Namun, pakar epidemiologi Universitas Gadjah Mada, Riris Andono Ahmad, mengingatkan, merujuk rekomendasi Organisasi Kesehatan Dunia (WHO), ada enam syarat penerapan kebijakan normal baru.
Syarat itu antara lain memastikan penularan penyakit Covid-19 sudah terkendali. Selain itu, sistem kesehatan harus bisa mendeteksi, menguji, mengisolasi, serta menangani tiap kasus dan melacak tiap kontak.
Syarat lain, harus ada jaminan langkah pencegahan penularan Covid-19 di lingkungan kerja, seperti menjaga jarak, cuci tangan, dan etika saat batuk; mencegah kasus impor Covid-19; serta memastikan warga memiliki kesadaran dan berpartisipasi dalam transisi ini.

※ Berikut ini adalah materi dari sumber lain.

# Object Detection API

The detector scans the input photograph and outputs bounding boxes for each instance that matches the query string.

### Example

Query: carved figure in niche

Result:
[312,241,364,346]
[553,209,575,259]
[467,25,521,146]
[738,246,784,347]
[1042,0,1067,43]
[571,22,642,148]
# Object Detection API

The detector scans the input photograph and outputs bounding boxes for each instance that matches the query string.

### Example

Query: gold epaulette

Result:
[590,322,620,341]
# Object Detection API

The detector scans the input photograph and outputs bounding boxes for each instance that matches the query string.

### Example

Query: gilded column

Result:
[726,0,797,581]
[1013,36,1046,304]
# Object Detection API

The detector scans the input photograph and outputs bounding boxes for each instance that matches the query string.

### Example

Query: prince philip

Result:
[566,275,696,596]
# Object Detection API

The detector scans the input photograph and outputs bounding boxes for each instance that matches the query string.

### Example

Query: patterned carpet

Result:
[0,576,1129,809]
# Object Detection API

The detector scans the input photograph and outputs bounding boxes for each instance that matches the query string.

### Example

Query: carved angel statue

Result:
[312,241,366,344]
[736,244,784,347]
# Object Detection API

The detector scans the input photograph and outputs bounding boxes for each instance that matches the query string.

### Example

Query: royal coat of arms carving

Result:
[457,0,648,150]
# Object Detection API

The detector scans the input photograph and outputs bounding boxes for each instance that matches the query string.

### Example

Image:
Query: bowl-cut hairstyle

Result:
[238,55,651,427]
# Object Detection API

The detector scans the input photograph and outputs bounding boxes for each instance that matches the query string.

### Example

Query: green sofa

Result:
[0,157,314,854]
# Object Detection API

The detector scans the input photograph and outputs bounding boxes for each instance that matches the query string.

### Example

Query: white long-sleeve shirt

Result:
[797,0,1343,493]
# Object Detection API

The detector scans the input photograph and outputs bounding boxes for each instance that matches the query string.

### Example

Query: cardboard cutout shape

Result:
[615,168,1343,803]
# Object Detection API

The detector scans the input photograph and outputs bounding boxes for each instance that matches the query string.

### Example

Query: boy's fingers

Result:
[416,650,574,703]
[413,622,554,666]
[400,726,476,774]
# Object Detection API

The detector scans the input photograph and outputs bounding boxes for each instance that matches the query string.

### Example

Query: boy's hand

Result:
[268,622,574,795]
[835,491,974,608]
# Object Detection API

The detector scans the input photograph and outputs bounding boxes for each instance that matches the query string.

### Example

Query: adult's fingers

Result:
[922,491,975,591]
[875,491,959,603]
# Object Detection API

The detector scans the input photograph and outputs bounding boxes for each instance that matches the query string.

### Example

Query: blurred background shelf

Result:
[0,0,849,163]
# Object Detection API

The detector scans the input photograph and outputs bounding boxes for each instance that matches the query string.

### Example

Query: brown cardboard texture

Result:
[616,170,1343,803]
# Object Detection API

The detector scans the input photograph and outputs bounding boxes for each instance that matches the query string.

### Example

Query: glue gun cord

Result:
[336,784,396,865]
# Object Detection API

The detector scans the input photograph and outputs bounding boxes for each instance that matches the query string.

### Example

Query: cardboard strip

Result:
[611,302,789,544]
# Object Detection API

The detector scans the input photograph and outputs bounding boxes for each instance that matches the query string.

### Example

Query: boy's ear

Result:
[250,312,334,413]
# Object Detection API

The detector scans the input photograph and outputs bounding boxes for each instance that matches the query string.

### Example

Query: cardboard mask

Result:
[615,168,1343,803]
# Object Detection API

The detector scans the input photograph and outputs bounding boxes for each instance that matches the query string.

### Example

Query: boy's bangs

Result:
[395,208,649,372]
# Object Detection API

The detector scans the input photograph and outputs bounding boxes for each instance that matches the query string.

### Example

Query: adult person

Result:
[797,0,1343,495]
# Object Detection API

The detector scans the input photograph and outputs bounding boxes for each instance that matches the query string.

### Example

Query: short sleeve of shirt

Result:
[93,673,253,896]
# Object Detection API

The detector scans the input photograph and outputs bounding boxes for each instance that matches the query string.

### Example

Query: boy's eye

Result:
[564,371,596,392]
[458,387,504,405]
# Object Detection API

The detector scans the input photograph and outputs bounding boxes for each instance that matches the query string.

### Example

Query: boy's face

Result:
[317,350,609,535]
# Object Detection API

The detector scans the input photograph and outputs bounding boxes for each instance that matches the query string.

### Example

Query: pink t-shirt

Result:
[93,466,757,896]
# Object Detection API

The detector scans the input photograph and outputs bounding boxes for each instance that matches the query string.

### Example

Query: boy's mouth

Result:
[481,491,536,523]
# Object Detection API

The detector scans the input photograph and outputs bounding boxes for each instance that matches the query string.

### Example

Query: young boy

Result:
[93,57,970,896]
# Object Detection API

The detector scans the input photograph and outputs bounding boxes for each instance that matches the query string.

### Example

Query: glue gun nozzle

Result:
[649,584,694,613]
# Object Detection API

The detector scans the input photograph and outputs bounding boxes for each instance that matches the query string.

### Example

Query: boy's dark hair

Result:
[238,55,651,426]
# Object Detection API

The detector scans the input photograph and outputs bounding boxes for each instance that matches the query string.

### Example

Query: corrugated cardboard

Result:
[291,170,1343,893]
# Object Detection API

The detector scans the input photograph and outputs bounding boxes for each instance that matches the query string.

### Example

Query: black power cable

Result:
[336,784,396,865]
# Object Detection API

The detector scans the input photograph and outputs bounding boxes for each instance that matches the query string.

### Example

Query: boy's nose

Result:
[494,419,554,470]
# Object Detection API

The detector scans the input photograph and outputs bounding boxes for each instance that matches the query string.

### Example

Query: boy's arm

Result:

Riris menyatakan, kebijakan normal baru seyogianya diterapkan saat kasus Covid-19 benar-benar terkendali. Jika tidak, hal itu justru berpotensi meningkatkan potensi penularan. ”Ketika transmisi masih sangat tinggi dan kita belum berhasil menurunkannya, new normal itu akan meningkatkan transmisi lagi,” ujar Riris yang juga anggota Gugus Tugas Penanganan Covid-19 DIY.
Untuk memastikan enam syarat WHO itu terpenuhi, Pemda DIY mesti membuat kajian mendalam berbasis data akurat. Tanpa kepastian pemenuhan syarat, penerapan normal baru justru berisiko. Terlebih, DIY merupakan salah satu tujuan wisata dan pusat pendidikan.